⏱️ Chapter 9, Part 4: CUDA Events — The GPU's Stopwatch
💡 Story: You want to know: 'How long does my kernel take?' You can't use CPU timers — the CPU doesn't wait for the GPU! You need a GPU-side stopwatch. CUDA events are timestamps recorded IN the GPU command queue. Record an event before your kernel, record another after, compute the difference — that's proper GPU timing.
// CUDA Events for GPU timing
cudaEvent_t start, stop;
cudaEventCreate(&start);
cudaEventCreate(&stop);
// Record START timestamp in the GPU stream
cudaEventRecord(start, 0); // second arg = stream (0 = default)
// Launch kernel
myKernel<<<grid, block>>>(d_data, n);
// Record STOP timestamp after kernel
cudaEventRecord(stop, 0);
// CPU must wait for stop event to be recorded by GPU
cudaEventSynchronize(stop);
// Get elapsed time in milliseconds
float ms;
cudaEventElapsedTime(&ms, start, stop);
printf("Kernel time: %.3f ms\n", ms);
printf("Throughput: %.2f GB/s\n", bytes / ms / 1e6);
cudaEventDestroy(start);
cudaEventDestroy(stop);
Events beyond timing — stream synchronization:
// Events can synchronize between streams!
cudaEvent_t checkpoint;
cudaEventCreate(&checkpoint);
// Stream 1 finishes preprocessing:
preprocessKernel<<<g, b, 0, stream1>>>(d_data);
cudaEventRecord(checkpoint, stream1); // Mark completion in stream1
// Stream 2 waits for stream1's checkpoint before running:
cudaStreamWaitEvent(stream2, checkpoint, 0); // stream2 waits!

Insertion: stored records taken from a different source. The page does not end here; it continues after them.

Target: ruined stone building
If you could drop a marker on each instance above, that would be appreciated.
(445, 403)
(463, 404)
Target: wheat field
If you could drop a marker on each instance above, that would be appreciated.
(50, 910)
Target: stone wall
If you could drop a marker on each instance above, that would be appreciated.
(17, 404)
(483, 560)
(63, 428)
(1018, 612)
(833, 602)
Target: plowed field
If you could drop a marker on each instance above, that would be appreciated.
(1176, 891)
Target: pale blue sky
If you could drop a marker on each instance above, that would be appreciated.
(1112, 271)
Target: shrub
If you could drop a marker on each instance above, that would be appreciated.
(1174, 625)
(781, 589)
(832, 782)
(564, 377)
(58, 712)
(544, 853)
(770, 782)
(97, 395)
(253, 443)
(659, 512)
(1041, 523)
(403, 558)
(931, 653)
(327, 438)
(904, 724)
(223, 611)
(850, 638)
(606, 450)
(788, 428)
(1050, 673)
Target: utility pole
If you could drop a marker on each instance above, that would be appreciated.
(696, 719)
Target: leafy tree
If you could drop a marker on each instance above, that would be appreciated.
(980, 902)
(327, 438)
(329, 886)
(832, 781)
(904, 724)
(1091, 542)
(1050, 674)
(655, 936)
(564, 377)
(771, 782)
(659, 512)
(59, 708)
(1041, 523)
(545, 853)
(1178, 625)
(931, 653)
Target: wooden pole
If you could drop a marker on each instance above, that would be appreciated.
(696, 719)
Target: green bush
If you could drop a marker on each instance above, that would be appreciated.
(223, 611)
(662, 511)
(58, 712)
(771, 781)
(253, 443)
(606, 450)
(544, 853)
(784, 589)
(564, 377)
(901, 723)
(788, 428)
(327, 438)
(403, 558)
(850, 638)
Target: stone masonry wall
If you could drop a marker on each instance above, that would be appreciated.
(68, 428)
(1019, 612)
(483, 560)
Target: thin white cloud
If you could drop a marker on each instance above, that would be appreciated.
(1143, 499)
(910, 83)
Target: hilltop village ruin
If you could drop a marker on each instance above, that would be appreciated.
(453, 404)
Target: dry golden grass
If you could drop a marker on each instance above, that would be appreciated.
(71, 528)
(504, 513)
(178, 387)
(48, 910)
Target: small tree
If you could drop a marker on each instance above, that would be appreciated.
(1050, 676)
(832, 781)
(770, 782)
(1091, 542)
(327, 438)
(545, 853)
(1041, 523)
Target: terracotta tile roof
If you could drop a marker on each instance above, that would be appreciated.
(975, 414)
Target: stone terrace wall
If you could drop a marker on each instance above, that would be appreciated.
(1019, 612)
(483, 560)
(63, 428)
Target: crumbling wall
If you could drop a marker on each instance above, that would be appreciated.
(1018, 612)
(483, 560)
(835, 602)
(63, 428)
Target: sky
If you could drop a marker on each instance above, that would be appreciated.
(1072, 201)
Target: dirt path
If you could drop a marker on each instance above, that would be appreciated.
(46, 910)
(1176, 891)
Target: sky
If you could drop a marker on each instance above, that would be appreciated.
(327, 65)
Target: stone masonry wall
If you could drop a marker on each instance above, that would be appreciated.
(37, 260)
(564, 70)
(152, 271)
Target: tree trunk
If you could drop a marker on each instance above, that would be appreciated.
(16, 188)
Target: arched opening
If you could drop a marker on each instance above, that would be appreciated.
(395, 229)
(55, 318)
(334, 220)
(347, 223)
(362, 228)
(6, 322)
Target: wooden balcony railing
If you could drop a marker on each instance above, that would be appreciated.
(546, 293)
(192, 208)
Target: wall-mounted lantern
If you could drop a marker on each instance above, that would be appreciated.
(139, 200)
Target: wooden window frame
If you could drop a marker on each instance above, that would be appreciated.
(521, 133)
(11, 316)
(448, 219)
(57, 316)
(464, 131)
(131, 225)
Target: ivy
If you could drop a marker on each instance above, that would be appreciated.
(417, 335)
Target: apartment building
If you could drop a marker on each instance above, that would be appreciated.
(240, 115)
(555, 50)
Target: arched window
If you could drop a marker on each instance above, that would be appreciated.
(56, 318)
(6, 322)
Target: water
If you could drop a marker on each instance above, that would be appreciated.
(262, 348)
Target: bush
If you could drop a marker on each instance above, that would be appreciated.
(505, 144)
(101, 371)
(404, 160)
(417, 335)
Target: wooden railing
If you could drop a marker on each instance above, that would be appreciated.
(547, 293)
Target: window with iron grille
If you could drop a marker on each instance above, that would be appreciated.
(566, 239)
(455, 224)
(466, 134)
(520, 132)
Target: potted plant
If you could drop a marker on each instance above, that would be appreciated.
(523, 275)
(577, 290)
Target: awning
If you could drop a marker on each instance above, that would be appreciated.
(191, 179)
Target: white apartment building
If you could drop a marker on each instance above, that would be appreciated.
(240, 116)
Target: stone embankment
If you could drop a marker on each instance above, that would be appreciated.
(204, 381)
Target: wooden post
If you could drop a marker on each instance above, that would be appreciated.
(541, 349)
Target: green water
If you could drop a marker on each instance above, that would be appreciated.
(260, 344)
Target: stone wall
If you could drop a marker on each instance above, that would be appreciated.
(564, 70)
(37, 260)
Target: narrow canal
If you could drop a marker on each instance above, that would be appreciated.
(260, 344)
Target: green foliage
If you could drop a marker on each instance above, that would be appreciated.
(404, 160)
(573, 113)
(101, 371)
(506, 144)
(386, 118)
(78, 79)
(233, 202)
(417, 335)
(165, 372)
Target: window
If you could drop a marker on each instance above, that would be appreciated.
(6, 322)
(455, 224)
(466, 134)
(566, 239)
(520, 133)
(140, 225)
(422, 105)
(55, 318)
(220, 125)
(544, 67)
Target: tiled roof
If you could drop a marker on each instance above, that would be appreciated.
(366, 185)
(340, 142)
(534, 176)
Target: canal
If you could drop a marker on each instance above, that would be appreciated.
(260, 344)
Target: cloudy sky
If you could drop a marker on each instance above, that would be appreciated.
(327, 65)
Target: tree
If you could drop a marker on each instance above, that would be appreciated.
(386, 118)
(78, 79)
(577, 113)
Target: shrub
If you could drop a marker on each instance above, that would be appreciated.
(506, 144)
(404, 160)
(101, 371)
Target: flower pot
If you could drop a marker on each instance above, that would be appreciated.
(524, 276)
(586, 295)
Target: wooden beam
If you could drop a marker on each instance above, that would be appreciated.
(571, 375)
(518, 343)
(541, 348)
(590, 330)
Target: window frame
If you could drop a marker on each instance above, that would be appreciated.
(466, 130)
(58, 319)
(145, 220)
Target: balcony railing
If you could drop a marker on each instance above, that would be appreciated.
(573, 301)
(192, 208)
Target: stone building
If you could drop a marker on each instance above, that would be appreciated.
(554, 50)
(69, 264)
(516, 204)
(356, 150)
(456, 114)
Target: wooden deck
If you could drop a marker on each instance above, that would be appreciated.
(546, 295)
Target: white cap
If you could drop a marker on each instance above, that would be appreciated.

mainKernel<<<g, b, 0, stream2>>>(d_data, d_output);
// Now stream2 guaranteed to run AFTER stream1 finishes preprocessing
// This is how you create dependencies between streams with fine control!
cudaEventDestroy(checkpoint);
📋 Instructions
Simulate timing a kernel that processes N=1,000,000 floats. Compute bandwidth:
```
=== CUDA Event Timing Simulation ===
Kernel: saxpy (y = a*x + y) on N=1000000 elements
cudaEventRecord(start)
[Kernel executes on GPU...]
cudaEventRecord(stop)
cudaEventSynchronize(stop)
Measured kernel time: 0.720 ms
Data transferred: 2 arrays * 1000000 * 4 bytes = 8.00 MB
Effective bandwidth: 11.11 GB/s
Comparison:
Peak PCIe bandwidth (GPU-CPU): ~16 GB/s
Kernel compute bandwidth: 11.11 GB/s
Utilization: 69.4%
```
bandwidth = bytes / time. For saxpy, we read x and write y = 2 × N × 4 bytes. With time in milliseconds, divide by 1e6 to get GB/s (since bytes/ms = KB/s... wait: bytes/(ms) × (1000ms/s) / (1e9 bytes/GB) = bytes/ms / 1e6 GB/s). CUDA event timing is essential for performance optimization — always measure before optimizing!